Wednesday, October 24, 2012

The Chap: Bohemians

In the latest issue of The Chap, I discuss bohemianism - the ultimate anti-dandyism. Below is a small excerpt.



As the great decadent siècle came to its fin, the influence of the dandies had waned. Oscar’s ignominious tumble down the ladder leading from stars back to gutter had soiled the archetypal aesthete’s velvet reputation – to be an elegant man was to be suspect, to be an elegant artist unconscionable. So it was that a new generation of poetry and paint-brush poseurs had to forge a new fashion which bespoke their anti-establishment attitudes. The green carnation in one’s lapel was old hat sartorial subversion – the new subversion required actual old hats, preferably big floppy ones of Continental provenance.
Into this tightly-laced world leapt the Bohemians with gypsy-inspired bravado. Their de facto suzerain, the painter Augustus John, led the way:
 But now a new kind of exhibitionism was born; in its way, as exact and conscientious as my father’s cult of the clothes-brush; a kind of inverted Dandysim.
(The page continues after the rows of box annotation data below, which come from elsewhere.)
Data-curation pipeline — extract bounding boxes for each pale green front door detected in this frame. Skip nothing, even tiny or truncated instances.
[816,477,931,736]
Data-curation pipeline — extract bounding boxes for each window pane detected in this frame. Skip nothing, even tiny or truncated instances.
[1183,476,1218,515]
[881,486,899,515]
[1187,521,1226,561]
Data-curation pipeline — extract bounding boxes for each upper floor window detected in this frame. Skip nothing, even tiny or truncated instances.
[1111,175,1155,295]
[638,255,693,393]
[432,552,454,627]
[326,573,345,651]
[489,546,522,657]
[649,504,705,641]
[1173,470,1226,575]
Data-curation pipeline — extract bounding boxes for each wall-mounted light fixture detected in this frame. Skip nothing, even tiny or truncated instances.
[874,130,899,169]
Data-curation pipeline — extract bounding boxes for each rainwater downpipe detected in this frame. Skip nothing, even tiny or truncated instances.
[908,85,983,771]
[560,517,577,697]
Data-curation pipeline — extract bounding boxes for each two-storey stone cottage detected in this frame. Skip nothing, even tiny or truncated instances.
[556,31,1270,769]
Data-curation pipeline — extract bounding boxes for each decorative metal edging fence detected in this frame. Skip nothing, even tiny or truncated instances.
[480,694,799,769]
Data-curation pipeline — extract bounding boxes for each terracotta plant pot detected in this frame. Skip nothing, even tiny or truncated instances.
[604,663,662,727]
If my shoes were unpolished, they were specially made to my own design. If I abjured a collar, the black silk scarf that took its place was attached with an antique silver brooch which came from Greece. The velvet additions to my coat were no tailor’s but my own afterthought, nor were my gold earrings heirlooms, for I bought them myself: the hat I wore, of a quality that only age can impart…My abundant hair and virgin beard completed an ensemble which, if harmonious in itself, often failed to recommend me to strangers.